Went there about ten years ago. Great lazer light show. Have fun.


----------



## tdvffjohn (Mar 10, 2005)

Sounds like fun....Enjoy


----------



## mountainlady56 (Feb 13, 2006)

Reverie said:


> Let us know how it works for you. We are heading to Stone Mountain in a few weeks with some camping friends and want to get the lowdown.
> 
> Reverie


I'd like to know how it goes, too!! When my oldest son was young, we went for 3 nights, camping, and it was owned by the state, then.

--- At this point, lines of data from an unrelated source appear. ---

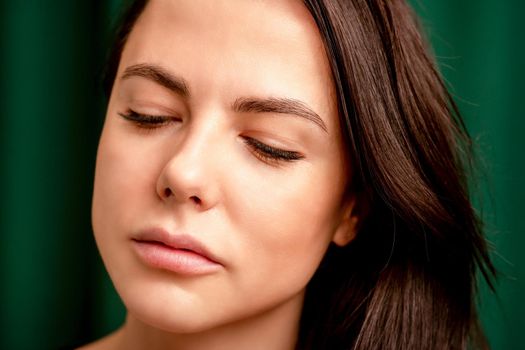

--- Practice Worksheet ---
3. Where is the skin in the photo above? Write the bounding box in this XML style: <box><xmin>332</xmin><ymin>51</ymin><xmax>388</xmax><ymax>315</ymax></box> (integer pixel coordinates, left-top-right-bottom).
<box><xmin>86</xmin><ymin>0</ymin><xmax>357</xmax><ymax>350</ymax></box>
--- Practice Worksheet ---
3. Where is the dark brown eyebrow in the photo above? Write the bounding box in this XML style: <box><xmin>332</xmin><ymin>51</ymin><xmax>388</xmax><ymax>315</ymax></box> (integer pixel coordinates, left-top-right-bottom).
<box><xmin>122</xmin><ymin>63</ymin><xmax>328</xmax><ymax>132</ymax></box>
<box><xmin>122</xmin><ymin>64</ymin><xmax>190</xmax><ymax>97</ymax></box>
<box><xmin>232</xmin><ymin>97</ymin><xmax>328</xmax><ymax>132</ymax></box>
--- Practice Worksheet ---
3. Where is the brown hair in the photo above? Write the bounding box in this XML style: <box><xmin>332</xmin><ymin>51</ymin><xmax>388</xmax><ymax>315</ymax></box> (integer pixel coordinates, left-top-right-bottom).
<box><xmin>105</xmin><ymin>0</ymin><xmax>495</xmax><ymax>350</ymax></box>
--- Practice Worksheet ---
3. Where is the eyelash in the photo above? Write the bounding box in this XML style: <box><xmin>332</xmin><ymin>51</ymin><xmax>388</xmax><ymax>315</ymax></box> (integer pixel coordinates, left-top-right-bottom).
<box><xmin>114</xmin><ymin>110</ymin><xmax>304</xmax><ymax>164</ymax></box>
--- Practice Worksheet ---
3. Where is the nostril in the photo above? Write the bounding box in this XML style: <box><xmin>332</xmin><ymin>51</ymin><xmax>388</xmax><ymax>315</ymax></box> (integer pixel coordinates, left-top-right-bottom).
<box><xmin>190</xmin><ymin>196</ymin><xmax>202</xmax><ymax>205</ymax></box>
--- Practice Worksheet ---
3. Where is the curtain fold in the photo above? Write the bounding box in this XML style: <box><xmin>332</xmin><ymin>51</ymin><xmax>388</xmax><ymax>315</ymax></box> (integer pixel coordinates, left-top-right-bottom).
<box><xmin>0</xmin><ymin>0</ymin><xmax>525</xmax><ymax>349</ymax></box>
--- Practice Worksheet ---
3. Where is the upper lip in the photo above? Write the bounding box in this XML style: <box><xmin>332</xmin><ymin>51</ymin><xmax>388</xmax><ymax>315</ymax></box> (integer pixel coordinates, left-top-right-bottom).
<box><xmin>132</xmin><ymin>228</ymin><xmax>222</xmax><ymax>265</ymax></box>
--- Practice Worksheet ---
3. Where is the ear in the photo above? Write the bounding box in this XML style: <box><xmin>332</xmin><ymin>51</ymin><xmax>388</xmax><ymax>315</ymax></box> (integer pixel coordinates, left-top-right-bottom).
<box><xmin>332</xmin><ymin>194</ymin><xmax>365</xmax><ymax>247</ymax></box>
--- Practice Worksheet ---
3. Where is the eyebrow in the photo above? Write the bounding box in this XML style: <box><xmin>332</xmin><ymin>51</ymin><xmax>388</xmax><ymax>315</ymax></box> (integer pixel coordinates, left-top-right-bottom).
<box><xmin>122</xmin><ymin>64</ymin><xmax>328</xmax><ymax>132</ymax></box>
<box><xmin>122</xmin><ymin>64</ymin><xmax>190</xmax><ymax>98</ymax></box>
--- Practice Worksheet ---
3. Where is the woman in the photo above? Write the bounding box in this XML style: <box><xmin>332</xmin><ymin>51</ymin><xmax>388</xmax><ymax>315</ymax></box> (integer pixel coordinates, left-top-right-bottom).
<box><xmin>86</xmin><ymin>0</ymin><xmax>494</xmax><ymax>350</ymax></box>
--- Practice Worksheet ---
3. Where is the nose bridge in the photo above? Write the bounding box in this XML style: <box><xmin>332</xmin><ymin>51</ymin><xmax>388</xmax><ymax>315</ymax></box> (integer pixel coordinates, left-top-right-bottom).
<box><xmin>157</xmin><ymin>112</ymin><xmax>219</xmax><ymax>207</ymax></box>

Parking sites were tedious to park in, even with a 16 1/2' Scotty travel trailer, being towed by a Chrysler Parisienne station wagon!! (The good ol' days!)
I'm wondering if they REALLY have made improvements in the CG and the sites, or not, as advertised. I'd love to go back and visit and enjoy the laser light show (we had to go EVERY NIGHT!).








Darlene


----------



## FraTra (Aug 21, 2006)

sgalady said:


> Let us know how it works for you. We are heading to Stone Mountain in a few weeks with some camping friends and want to get the lowdown.
> 
> Reverie


I'd like to know how it goes, too!! When my oldest son was young, we went for 3 nights, camping, and it was owned by the state, then. Parking sites were tedious to park in, even with a 16 1/2' Scotty travel trailer, being towed by a Chrysler Parisienne station wagon!! (The good ol' days!)
I'm wondering if they REALLY have made improvements in the CG and the sites, or not, as advertised. I'd love to go back and visit and enjoy the laser light show (we had to go EVERY NIGHT!).








Darlene








[/quote]

Went pretty well. It's a nice enough CG to stay at to do the park attractions, but everything you have heard about the camp sites are probably true. They are not very level even the asphalt ones. The pull thru next to me was probably 3 or 4 feet drop from one end to the other. You'll also need lots of levelers depending on your site. I had to use 4 lynx levelers on mine. Some sites look small and tight and a lot of sites are still gravel and not level. our site 434 looked to be the largest pull thru they have but when we got there it was no bigger than the average. I had to use an extension on my power cord to reach the sewer because they were so far apart. The campground overall is very hilly and has a lot of tight turns also. The park emplyees are very nice and helpfull.


----------



## skippershe (May 22, 2006)

Welcome Home FraTra









Glad to hear everything went well...good thing you were prepared with the levelers and extension cords









Got photos??


----------